New Delhi: Billionaire Mukesh Ambani's Reliance Industries Ltd may spend about USD 12-15 billion over the next few years on AI infrastructure that could include a giant 1GW data centre, Morgan Stanley said in a report.
Ambani had at the company's annual shareholder meeting in August announced a major push into AI through a new subsidiary and strategic partnerships.
A new wholly-owned subsidiary, Reliance Intelligence will spearhead the conglomerate's AI initiatives that will be centered around four pillars -- Infrastructure (building gigawatt-scale, AI-ready data centers), Partnerships (collaborating with global tech leaders to bring cutting-edge AI solutions to India), Services (developing AI-powered services tailored for Indian consumers, small businesses, and enterprises in sectors like education, healthcare, and agriculture) and Talent (investing in upskilling and nurturing India's AI workforce).
Reliance has re-invented itself every decade, and AI is set to reshape its equity story, Morgan Stanley said in the report.
Gen AI deployment enables large-scale capital deployment while unlocking value through synergies across energy, digital, consumer, and media verticals.
"We estimate that Reliance will spend approximately USD 12-15 billion on AI infrastructure to develop a 1GW datacenter, underwriting about 25 per cent of the capacity itself (roughly USD 7 billion for datacenter infrastructure and USD 5 billion for the 250MW of chips the company will deploy directly)," it said.
It is expected that the remaining capacity will be leased to hyperscalers and LLM providers as 'Datacenter as a Service'.
The first phase of the data centre is already underway in Jamnagar, Gujarat.

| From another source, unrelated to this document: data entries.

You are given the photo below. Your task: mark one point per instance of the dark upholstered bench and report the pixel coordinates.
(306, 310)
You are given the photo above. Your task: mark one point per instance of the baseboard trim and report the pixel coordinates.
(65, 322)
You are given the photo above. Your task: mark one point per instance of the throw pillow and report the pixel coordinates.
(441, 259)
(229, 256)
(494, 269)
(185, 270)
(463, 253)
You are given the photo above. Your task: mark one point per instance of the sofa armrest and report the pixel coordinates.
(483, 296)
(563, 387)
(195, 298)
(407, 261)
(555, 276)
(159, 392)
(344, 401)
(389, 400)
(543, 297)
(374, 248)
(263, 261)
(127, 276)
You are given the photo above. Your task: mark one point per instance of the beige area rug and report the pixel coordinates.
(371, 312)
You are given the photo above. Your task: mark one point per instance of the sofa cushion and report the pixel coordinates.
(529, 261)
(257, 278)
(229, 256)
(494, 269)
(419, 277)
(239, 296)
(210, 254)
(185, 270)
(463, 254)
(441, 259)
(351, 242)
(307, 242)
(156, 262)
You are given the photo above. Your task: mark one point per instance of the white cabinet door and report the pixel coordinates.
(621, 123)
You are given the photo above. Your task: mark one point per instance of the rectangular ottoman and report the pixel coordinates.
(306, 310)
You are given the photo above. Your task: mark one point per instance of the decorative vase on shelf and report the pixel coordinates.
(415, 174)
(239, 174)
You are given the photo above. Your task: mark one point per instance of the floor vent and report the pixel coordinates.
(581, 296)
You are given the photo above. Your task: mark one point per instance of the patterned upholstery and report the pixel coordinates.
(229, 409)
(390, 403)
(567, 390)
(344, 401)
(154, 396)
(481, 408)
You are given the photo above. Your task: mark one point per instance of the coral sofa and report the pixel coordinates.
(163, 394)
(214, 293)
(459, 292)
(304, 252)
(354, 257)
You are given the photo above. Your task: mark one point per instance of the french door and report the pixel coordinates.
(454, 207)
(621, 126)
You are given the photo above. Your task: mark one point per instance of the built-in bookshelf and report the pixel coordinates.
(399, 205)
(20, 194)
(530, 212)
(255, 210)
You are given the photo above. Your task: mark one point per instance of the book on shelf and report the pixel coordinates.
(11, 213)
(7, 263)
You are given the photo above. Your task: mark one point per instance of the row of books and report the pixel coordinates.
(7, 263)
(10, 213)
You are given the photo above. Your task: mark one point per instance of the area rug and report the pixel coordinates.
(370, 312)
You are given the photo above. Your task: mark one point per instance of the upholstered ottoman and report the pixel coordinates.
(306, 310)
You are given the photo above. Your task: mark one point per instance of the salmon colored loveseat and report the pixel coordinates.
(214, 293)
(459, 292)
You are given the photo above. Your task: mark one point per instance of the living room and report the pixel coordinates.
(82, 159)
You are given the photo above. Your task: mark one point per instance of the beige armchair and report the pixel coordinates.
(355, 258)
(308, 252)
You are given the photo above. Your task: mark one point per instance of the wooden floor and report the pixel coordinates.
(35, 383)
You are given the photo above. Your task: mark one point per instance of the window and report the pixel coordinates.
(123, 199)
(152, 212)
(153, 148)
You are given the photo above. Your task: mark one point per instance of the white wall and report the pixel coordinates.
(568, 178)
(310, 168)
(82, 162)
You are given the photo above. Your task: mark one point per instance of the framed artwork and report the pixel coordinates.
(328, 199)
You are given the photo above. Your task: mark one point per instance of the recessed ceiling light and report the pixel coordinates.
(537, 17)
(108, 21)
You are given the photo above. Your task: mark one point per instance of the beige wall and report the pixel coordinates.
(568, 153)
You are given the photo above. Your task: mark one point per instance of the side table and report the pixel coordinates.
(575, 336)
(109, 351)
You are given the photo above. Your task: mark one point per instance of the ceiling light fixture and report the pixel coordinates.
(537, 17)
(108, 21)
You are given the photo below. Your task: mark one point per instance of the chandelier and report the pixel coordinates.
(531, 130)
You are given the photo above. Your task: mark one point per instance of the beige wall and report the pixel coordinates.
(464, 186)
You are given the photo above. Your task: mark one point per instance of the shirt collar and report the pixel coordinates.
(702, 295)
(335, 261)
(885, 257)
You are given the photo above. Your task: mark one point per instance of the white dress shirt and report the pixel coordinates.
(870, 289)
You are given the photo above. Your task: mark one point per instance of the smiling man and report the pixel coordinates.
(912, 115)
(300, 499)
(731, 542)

"We believe Reliance can utilize its initial 100MW of Gen AI datacenter capacity - which it has indicated will scale up over two years - to address inference demand from enterprises, as part of its enterprise stack offering and Sovereign AI initiatives," it said. "This effort will leverage its joint venture with Meta on small language models, as well as partnerships with Google and Azure."
Reliance on Saturday announced a dedicated AI joint venture with Meta's subsidiary, Facebook Overseas, Inc, named Reliance Enterprise Intelligence Ltd (REIL). The partners have committed an initial investment of Rs 855 crore, with Reliance Intelligence holding a 70 per cent stake and Facebook Overseas holding 30 per cent.
The venture will combine Meta's open-source Llama AI models with Reliance's business network to create and distribute enterprise AI services for Indian companies.
Reliance is also collaborating with Google to establish a dedicated cloud region in Jamnagar, combining Reliance's infrastructure capabilities with Google's AI and cloud technologies.
Morgan Stanley saw an ROCE of about 11 per cent on the initial AI investments. For 'Datacenter as a Service', it estimated annual revenues of around USD 1.5-1.6 million per MW.
"Given data centers are significant energy consumers, Reliance can also underwrite more than 20GW of internal power demand, supporting 100GW of its solar panel capacity and 30-40GWh of its own battery capacity," it added.